Tuesday, March 24, 2009

Expanding the definition of Return in your ROI

I was chatting with a local coffee shop manager about the latest social responsibility initiatives he was organizing out of his store.  He expressed the benefits in terms of customer relations, where it clearly strengthened the bonds of loyal customers, but also provided a great venue to attract new customers into the fold.  So I asked him what kind of return on investment he was getting from his corporate philanthropy.  With the expense of monetary donations, volunteer hours, and gifts in kind, he clearly stated he was still getting a positive return.  But this is where the conversation had its key point.
Return is about more than the money coming into the cash register and to limit our value of cause marketing to this one quantity is highly inaccurate and sells these initiatives short.  As his team built a Habitat for Humanity home, it was not with the intent of marketing to the new homeowners in order to persuade them to patronize the shop.  Honestly, he acknowledged he wasn't likely to see anything more in the cash register as a direct result of customer growth in that neighborhood.  So where was the positive return?
As companies take on cause marketing initiatives the benefits are greater then the external result that rewards an organization, community, or individuals.  There is also a very real internal benefit.  Experience shows that the staff increases their own job satisfaction and loyalty, which decreases employee turnover and the resulting HR training and administrative costs.  Furthermore, the bonds between fellow employees strengthens and leaves the workforce working more efficiently and effectively, reducing lost productivity due to personality conflicts, absenteeism, and low morale.
This in no way discounts any return that does come in a cash form from increased customer traffic, but we must have the awareness to account for all the benefits incorporated in order to accurately determine the value of each cause marketing initiative.

Monday, February 2, 2009

Obligatory Super Bowl Ad Recap

Well, they warned us that the ads would be more subdued.  After checking the O.E.D. I realized what they were saying was that subdued should be interpreted as a lack of effort and creativity, lame regurgitation of every cliche known to advertising, and a general disregard for the current economic times.  Anyone who can blow 3 million on 30 seconds with nothing to show for it should feel obliged to donate their paycheck to someone who could find better ways to spend it.  In any regard, what it is, is what it is and chat about a few that did create some buzz.

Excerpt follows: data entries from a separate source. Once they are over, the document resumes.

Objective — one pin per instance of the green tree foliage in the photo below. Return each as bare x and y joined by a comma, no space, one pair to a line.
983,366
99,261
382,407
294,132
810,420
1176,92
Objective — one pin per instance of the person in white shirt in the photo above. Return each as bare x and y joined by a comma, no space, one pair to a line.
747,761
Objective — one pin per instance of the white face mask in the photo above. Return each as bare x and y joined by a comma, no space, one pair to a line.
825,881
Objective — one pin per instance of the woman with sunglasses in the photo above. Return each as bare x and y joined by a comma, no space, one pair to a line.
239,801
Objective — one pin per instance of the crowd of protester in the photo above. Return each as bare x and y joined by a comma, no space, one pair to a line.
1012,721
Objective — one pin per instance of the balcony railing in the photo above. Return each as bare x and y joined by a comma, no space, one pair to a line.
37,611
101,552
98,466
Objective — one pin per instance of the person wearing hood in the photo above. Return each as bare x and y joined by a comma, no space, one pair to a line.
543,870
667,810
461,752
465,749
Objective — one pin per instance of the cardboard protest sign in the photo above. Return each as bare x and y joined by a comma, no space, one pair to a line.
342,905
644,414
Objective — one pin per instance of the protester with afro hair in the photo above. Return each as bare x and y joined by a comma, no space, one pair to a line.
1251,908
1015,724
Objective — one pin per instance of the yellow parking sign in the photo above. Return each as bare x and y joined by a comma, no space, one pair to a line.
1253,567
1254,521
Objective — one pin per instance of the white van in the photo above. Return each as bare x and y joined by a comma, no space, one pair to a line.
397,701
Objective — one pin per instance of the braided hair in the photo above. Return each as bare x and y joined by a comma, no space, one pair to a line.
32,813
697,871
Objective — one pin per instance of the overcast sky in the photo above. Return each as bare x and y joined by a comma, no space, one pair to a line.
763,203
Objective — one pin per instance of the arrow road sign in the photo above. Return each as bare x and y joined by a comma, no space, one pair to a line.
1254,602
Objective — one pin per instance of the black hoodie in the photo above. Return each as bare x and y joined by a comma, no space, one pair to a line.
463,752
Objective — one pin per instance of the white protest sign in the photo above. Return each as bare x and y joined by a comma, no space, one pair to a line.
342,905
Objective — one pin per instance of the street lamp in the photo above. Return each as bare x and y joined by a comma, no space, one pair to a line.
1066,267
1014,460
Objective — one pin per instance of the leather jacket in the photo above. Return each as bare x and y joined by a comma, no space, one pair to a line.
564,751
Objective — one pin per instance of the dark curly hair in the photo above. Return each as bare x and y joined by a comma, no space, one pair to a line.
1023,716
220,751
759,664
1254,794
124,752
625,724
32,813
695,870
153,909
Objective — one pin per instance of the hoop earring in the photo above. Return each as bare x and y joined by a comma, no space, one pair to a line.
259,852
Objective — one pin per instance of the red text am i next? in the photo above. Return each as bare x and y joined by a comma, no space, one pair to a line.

I guess I'd give the nod to Pepsi here.  They have really done a great job in the relaunch of their rebranded beverage.  This ad makes it appear as a natural continuation in an evolution of the brand.  Coke had the Mean Troy ad, which was a clever retake (some scene for scene) from the Mean Joe Green spot.  But my favorite from Coke was the "Avatar" commercial for its captured nuances and recognizing the need for human connection in an increasingly electronically disconnected society.

I have to give some credit to Miller and SoBe for creating some real definition from the mass in their innovative presentation of the material.  These two excelled in getting people talking and creating mentions of the brand.  The tie beaker for Miller is the ROI.  When comparing the production costs for a 1 second product shot with a 3-D cinematography special requiring the distribution of millions of glasses, it becomes quite clear.  Not to mention the loss of the effort for those who never actually picked up their set of 3-D glasses, free or not.

Sugar intake aside, Frosted Flakes of all, came through and saw the light.  Their "Plant a Seed" campaign created a virtuous message in front of the largest ad focused audience of the year.  The spot conveyed a great message and utilized the website to continue the dialogue online.  You can see nominated fields near you, nominate your own, and vote for a final location.  To further the brand, you might even download the positive tune that played in the ad.